A Review of STEM Annual Conference 2012
On March 13th 2012, I attended Day Two of the Higher Education Academy’s STEM2012 Annual Conference. In comparison to other disciplines and given that the British Psychological Society was a sponsor, Psychology attendees seemed to be under-represented at the event.
I have identified three key themes, which emerged from Psychology sessions and a Computer Science workshop that I attended, and also through discussions with other attendees:
- Managing student expectations, and in turn, NSS scores;
- Student employability;
- Becoming critical thinkers.
In this review, I discuss the three themes and then argue that the need for students to reflect about themselves and their progress underpins and ties the three issues together.

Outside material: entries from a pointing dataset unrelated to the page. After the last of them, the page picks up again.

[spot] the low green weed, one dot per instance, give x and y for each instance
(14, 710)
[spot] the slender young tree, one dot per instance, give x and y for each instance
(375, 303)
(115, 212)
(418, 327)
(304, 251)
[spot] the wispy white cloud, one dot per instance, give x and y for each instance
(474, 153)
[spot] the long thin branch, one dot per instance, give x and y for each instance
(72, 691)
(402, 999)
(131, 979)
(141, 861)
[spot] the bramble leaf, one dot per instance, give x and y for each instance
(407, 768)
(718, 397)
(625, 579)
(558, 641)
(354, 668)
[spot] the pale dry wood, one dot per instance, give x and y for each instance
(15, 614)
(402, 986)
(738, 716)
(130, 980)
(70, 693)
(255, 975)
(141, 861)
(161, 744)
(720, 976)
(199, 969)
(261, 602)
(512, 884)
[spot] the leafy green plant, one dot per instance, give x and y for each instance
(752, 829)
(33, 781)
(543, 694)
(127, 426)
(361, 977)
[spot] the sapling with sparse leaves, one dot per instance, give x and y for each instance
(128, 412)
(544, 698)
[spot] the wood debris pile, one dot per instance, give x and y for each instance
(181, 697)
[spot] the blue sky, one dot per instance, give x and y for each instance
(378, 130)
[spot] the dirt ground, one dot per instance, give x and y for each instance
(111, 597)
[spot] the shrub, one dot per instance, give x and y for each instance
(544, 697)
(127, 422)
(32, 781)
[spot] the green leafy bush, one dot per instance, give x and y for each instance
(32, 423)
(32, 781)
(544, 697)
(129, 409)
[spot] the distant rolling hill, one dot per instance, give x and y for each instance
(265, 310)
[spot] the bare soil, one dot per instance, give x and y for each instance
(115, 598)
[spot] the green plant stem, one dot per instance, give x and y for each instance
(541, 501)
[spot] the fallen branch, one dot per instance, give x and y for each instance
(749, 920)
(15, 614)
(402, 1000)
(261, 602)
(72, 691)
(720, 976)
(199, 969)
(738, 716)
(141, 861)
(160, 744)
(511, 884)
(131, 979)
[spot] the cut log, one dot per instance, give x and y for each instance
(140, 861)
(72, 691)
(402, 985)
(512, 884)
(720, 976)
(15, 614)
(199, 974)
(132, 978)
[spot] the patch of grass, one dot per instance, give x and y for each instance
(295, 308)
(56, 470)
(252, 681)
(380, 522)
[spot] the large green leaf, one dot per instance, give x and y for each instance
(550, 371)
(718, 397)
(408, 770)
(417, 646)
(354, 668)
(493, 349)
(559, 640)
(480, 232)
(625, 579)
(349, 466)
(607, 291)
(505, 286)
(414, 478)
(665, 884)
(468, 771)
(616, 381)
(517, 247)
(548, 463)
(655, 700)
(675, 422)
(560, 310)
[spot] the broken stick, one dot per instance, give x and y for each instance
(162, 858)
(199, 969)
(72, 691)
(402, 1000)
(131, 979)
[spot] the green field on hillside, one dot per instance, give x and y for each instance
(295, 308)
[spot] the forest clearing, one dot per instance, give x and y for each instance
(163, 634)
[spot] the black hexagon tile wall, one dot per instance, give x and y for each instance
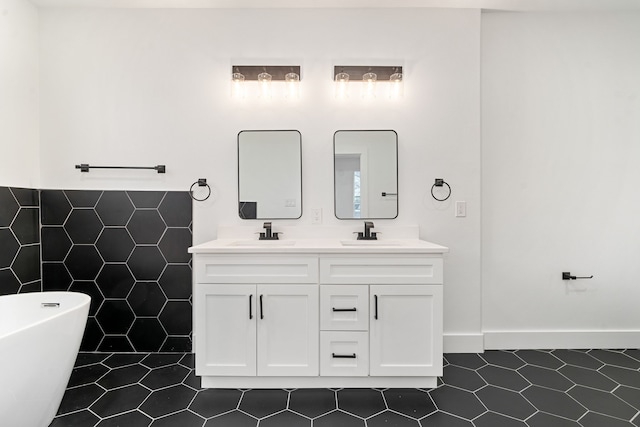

1. Managing student expectations, and in turn, NSS scores
Addressing National Student Survey satisfaction ratings overarched many of the presentations given and discussions between conference attendees. Carolyn Mair (Southampton Solent University) presented her research on encouraging students to develop their metacognitive skills in order to encourage more realistic expectations of themselves and their progress with assignments. Prior to metacognitive training sessions, students tended to be over-confident in their predictions of the grade they would achieve. After metacognitive training sessions, students were found to hold more realistic expectations of themselves. Carolyn linked this to the possibility that the more students are encouraged to develop realistic expectations (of their course, of lecturers, and of themselves), more realistic satisfaction ratings on the NSS will be given. The discussion which followed Mair’s presentation revolved around the more we encourage students to reflect about their own thinking and their own learning, the better their experience of university will be.
2. Student employability
Increasing students’ employability and readiness for the work place was discussed by Rachel Bromnick from the University of Lincoln. She introduced an optional module for students called the ‘Learn Higher Award’ (15 credits). Students had to do 40 hours volunteering throughout the year and then chose which method of assessment they would like to be assessed on (e.g. interview, portfolio, essay etc). A student from the University of Lincoln also attended the conference and gave his thoughts on the module, highlighting that the benefits of volunteering as a student go beyond readiness for the workplace. Discussions revolved around how the experience of volunteering or any work experience opportunity are advantageous for personal development and developing psychological literacies. Students who participated in the optional module also gained the opportunity to develop their professional identities and additional skills that set them apart in the graduate job market. Other discussions revolved around students having a narrow view of what constitutes relevant work experience for Psychology and the need for students to keep an open mind, and apply their psychology skills in a wide range of contexts.
Within a workshop on encouraging students to use LinkedIn with Thomas Lancaster (Birmingham City University), student employability and creating a professional online identity were raised as increasingly important issues for a digital society. Thomas uses LinkedIn with computer science students who use the network successfully to identify and secure placements and further work opportunities. The benefits of creating an online portfolio could also enable the self-reflection Mair called for in her work.
3. Becoming critical thinkers
The issue of A-levels not preparing students for university study was also a key theme. Ian Wells (University of East London) talked about his first year module “Thinking like a Psychologist” which was designed to address students’ inability to think critically when they arrive at university. Rather than learning new skills, Ian argued that some things need unlearning. The ability to think critically could also link to the self-reflection and students’ expectations. He advised not to call a module “critical thinking skills” as students do not respond well to the term. He is aiming to develop an online database of resources for critical thinking skills and invited attendees to collaborate with him on this endeavour.
The Need to Reflect
The issue of students needing to reflect on themselves and their activities filtered through the presentations and workshops I attended. There seems to be a need to encourage students to talk about their ambitions and expectations by providing more opportunities to self-reflect, opportunities to develop their employability and work-related skills, and by becoming critical thinkers. Additionally, from the LinkedIn workshop, being part of the network and connecting with one another enabled students to see what others are doing and how they fared with the “competition”. Creating a professional profile on LinkedIn encouraged students to reflect about themselves and their career ambitions. Students were also connecting to staff, which was thought to develop a better understanding of each other, which in turn, could lead to a better student (and staff) experience.